Announcement

Collapse
No announcement yet.
X
  • Filter
  • Time
  • Show
Clear All
new posts

  • Collinearity Problem with Country-Specific Dummies in PPML Gravity

    Hello everyone,

    I am working on the estimations for my master thesis and am encountering a problem with collinearity of my policy dummies which I seem to not be able to solve on my own.
    In my thesis I analyse the effects of Brexit (2016-2020) and the Northern Ireland Protocol (2021-2023) on trade flows between Northern Ireland (NIR) and the trade partners Ireland (IRL), Great Britain (GBR) and the EU excluding Ireland (REU).
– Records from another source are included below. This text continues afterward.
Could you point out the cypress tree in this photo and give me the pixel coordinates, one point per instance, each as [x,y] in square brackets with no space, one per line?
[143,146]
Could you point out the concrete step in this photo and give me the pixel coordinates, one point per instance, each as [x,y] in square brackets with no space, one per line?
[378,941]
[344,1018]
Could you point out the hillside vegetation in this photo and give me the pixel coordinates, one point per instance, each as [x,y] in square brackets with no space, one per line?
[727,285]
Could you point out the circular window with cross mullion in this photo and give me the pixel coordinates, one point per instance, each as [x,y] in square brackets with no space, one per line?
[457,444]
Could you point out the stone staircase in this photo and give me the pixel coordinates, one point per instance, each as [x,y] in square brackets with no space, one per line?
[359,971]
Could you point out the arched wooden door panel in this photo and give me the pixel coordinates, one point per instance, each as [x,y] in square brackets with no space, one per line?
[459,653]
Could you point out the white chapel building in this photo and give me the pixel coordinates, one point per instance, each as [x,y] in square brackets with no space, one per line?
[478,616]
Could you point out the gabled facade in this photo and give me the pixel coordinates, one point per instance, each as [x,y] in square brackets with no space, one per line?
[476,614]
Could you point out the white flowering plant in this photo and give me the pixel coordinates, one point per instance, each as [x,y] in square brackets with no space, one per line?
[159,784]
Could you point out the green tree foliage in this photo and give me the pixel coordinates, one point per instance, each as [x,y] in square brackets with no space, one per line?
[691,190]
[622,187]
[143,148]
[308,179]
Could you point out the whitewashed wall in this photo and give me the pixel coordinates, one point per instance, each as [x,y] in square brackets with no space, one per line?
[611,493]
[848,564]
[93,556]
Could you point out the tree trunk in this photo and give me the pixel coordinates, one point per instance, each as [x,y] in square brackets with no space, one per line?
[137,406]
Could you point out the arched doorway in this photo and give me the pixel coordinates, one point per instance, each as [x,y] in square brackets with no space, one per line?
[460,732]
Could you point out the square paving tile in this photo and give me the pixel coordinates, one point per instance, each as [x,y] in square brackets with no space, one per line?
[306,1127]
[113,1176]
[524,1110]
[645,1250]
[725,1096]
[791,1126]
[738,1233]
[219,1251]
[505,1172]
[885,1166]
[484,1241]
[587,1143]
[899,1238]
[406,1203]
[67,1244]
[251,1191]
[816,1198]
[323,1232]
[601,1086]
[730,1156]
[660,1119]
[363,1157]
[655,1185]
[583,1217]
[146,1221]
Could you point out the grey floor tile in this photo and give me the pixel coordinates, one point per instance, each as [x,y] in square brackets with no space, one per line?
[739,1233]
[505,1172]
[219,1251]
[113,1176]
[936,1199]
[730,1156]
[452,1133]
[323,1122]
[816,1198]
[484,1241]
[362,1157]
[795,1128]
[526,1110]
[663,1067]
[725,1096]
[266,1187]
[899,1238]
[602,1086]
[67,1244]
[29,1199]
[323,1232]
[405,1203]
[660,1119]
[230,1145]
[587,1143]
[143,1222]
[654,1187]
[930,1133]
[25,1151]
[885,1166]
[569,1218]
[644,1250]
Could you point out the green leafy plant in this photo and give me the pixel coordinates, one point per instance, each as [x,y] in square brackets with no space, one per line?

My dataset is quite small (around 3000 ops) due to data availability issues, and time period is 2013-2023. I am using the PPML estimator for my regressions. I am running several models, one baseline model without FEs, one model with importer-time FEs, one model with exporter-time FEs, and one model with exporter-time and importer-time FEs. I chose to not use pair fixed effects because when using ppmlhdfe for the same model, it says that they are redundant.


    My model:

    NIR Imports: ppmlhdfe value ln_dist ln_gdp_o ln_gdp_d pop_d pop_o contig brexit_gbr brexit_irl nip_irl nip_gbr if iso3_d=="NIR", ///
    absorb(imp_time exp_time) vce(cluster pair_id)

    NIR Exports: ppmlhdfe value ln_dist ln_gdp_o ln_gdp_d pop_d pop_o contig brexit_eu brexit_gbr brexit_irl nip_irl nip_gbr nip_eu if iso3_o=="NIR", ///
    absorb(imp_time exp_time) vce(cluster pair_id)
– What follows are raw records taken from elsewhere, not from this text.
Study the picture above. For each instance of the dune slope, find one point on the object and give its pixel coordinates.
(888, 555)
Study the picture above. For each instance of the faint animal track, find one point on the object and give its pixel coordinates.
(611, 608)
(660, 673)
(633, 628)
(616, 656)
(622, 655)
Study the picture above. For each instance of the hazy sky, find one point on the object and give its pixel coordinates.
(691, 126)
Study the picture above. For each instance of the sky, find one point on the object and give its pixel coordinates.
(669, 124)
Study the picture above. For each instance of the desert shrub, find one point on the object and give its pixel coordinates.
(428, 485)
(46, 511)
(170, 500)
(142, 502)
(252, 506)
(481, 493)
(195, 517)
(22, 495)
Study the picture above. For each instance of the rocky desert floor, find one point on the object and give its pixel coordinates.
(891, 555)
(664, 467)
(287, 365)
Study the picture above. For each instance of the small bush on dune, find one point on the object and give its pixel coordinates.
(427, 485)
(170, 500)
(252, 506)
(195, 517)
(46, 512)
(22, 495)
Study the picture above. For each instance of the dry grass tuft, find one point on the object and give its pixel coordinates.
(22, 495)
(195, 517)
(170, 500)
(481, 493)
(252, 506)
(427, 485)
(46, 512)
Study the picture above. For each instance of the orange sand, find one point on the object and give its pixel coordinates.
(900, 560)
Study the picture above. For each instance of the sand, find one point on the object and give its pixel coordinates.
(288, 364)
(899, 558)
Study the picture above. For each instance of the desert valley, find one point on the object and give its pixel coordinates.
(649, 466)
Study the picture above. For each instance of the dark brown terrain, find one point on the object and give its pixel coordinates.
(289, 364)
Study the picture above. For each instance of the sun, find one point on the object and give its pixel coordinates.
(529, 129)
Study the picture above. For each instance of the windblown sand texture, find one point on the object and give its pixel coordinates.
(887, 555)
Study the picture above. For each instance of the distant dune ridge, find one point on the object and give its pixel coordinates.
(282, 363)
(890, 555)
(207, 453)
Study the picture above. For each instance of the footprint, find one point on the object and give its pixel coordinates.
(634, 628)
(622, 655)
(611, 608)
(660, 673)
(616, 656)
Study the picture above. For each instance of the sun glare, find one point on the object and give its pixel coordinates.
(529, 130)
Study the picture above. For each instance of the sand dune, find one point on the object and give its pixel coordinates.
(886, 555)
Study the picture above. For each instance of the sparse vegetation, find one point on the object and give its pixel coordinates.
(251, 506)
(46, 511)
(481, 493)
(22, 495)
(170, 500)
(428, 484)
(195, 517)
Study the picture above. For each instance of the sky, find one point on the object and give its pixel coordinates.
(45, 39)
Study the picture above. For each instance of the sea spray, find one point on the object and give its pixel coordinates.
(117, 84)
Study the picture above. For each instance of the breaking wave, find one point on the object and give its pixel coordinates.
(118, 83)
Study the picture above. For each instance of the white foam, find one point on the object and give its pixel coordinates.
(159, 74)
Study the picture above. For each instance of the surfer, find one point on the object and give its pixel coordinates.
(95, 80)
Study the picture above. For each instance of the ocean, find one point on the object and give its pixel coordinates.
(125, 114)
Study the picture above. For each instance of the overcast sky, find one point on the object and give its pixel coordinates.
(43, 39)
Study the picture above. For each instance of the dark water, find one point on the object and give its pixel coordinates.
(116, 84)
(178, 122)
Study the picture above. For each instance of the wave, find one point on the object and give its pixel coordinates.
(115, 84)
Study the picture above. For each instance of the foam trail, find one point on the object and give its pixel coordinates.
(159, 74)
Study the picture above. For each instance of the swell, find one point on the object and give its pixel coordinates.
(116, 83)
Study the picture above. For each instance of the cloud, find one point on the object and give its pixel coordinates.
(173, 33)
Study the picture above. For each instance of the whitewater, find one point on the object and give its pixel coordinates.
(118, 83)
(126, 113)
    My policy dummy variables:

    brexit_eu: =1 for NIR–REU in Brexit transition period (2016–2020)

    brexit_gbr: =1 for NIR–GBR in Brexit transition period (2016–2020)

    brexit_irl: =1 for NIR–IRL in Brexit transition period (2016–2020)

    nip_eu: =1 for NIR–REU in 2021-2023 (Northern Ireland Protocol)

    nip_gbr: =1 for NIR–GBR in 2021-2023 (Northern Ireland Protocol)

    nip_irl: =1 for NIR–IRL in 2021-2023 (Northern Ireland Protocol)


    Note: When I run the equations above using ppml, the output shows that a large amount of FEs were excluded, and some regressor variables. Since the output notes do not show if a variable was excluded due to collinearity, I chose to run the same equations using ppmlhdfe.


    My output:

    . ppmlhdfe value ln_dist ln_gdp_o ln_gdp_d pop_d pop_o contig brexit_gbr brexit_irl nip_irl nip_gbr string_index_o string_index_d if iso3_d=="NIR", ///
    absorb(imp_time exp_time) vce(cluster pair_id)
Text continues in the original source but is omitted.